March of 1995 saw me trying to finish up the Easter Village for a mall near Houston, Texas. My crew were not carpenters, there were no coherant plans for what to build, and the table saw blade stopped when I tried to cut corrugated cardboard with it. And my boss, Tony, was totally oblivious. I asked about a new table saw or maybe a compressor, and he told me that if he were going to spend hundreds of dollars to improve his business, he would buy a new suit. The only power tool he knew how to use was a hot glue gun, and he burned himself every time he used that. I was on salary, so the long days and nights I spent drawing plans, wrestling with the tools, building pieces and fixing what others built counted for nothing as far as pay or future time off. Nothing. My favorite story about that Easter project was the day we were all out in the parking lot doing the fancy colorful paint job on everything. The landlord of the warehouse complex was very picky about his parking lot, so Tony bought a roll of plastic, we set everything on it, and then Tony placed our dozens of cans of brightly colored paint all around the edges to hold the plastic down . Good plan - until a big wind came racing through the lot and lifted the sheet of plastic, dumping ALL the cans of paint onto the parking lot. Oops.

Things didn't get any better during the ensuing ten months of employment. It came to pass that as "shop Foreman" it was my job to do drawings for approval and for non-carpenters to build from; to call lunber yards etc. for the best prices on all materials, order materials, go pick up materials in my little Corolla, build, paint and deliver everything we did. Meanwhile, we couldn't keep a graphics person, so I learned to operate the computer driven vinyl graphics cutting system, weed the vinyl and install it. By the end of October I was getting pretty good at juggling all of these hats.

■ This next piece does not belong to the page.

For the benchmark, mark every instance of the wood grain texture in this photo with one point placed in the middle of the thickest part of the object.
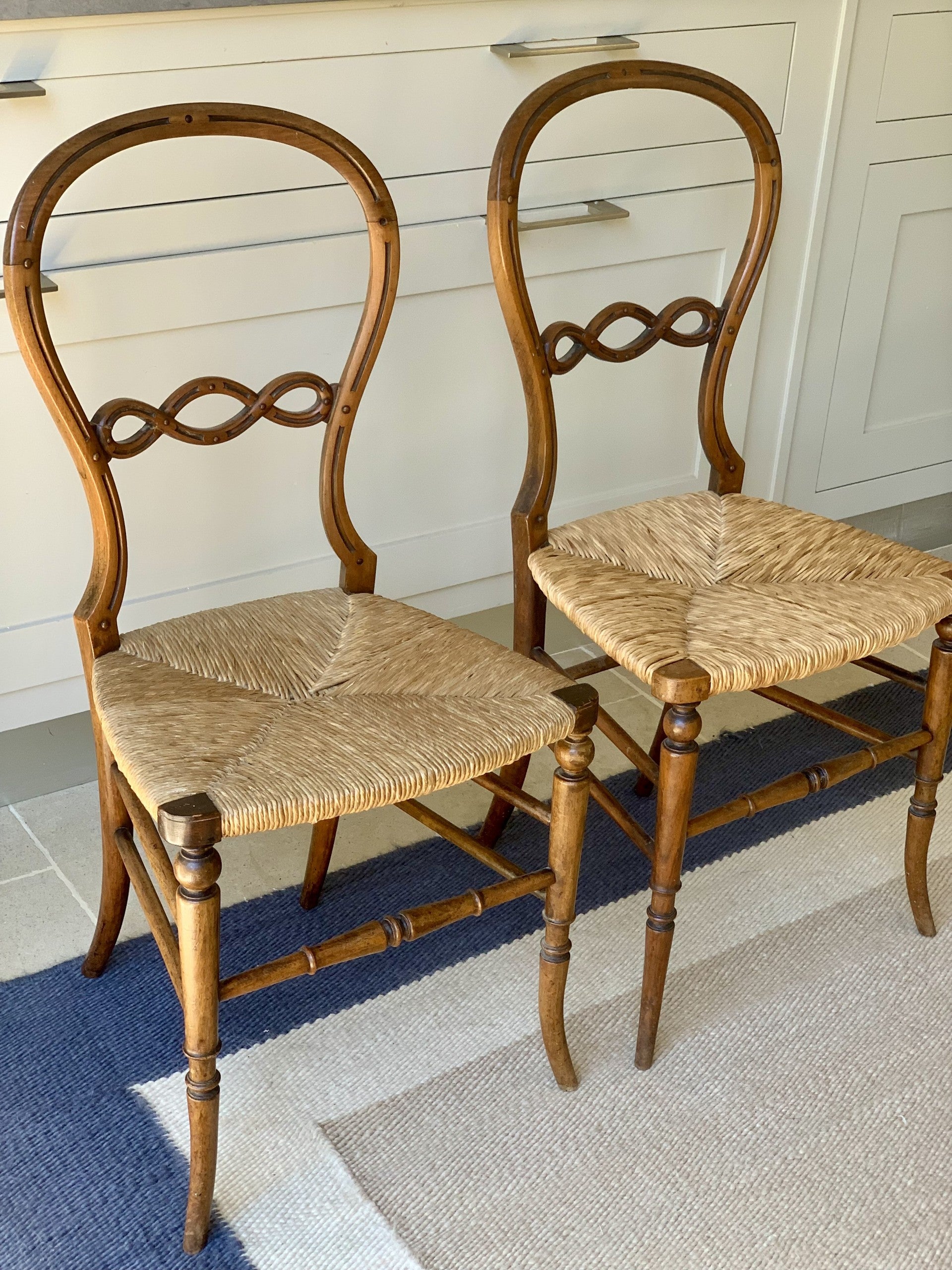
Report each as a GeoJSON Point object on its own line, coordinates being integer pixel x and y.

Then we got the go-ahead for a big Christmas Village for a mall outside of Gainesville, Florida. Suddenly the lack of carpenters other than me was cutting into my other jobs big time. I told Tony that I needed at least one person who could build something without me standing over them showing them, cut by cut, staple by screw how to build it. He said he'd put an ad in the Sunday paper. Sunday morning I looked in the paper, all over the help wanted section. No ad for a carpenter for Central Florida Display. Hmmmm. Monday I went to him and almost quit on the spot. "I put the ad in, " he told me. He showed me his ad :"Floral arrangers wanted for busy retail display company. Will assemble, arrange and install seasonal decor in malls and stores during November and December. Also needed: carpenter." Needless to say, no carpenters looking for jobs saw that. Tony did hire a young man who, when asked, said "Sure, I'm a carpenter!" I gave him a simple box to build and he couldn't do it. Tony said, "You didn't give him any direction!" "If you mean I didn't stand over him telling him how to build a box, cut by cut, staple by screw, yes you're right. But if that's what I have to do, then there's a lot of other things I have to do that aren't going to get done - which is why I wanted you to hire a carpenter in the first place, remember?"

Once I had finished building the village, the installations began at malls and stores all over Central Florida. Weeks were averaging eighty hours and more. My crew members were showing up drunk, raiding food courts during the nights, installing things crooked or unsafely or in the wrong places, try though I might to keep my eyes on twenty unmotivated people at once.

The good thing about it was that on my way home during the morning hours I could swing by F/X Scenery And Display and see if Eddie was around. When he was I would describe my night to him and reminded him of our pact: bring me aboard when you can! He did. After my last Christmas Crap removal detail in January, we took a week's vacation to Seattle, then I started my nine and a quarter years at F/X.

About three months into the F/X job I was stricken with kidney stones. I wondered at the time whether working for Tony had had anything to do with it. Then, early in the following year, the poor sucker who had replaced me at CFD&E came to work at F/X. Within a couple of months he too was stricken with - the stones, man. Like wow.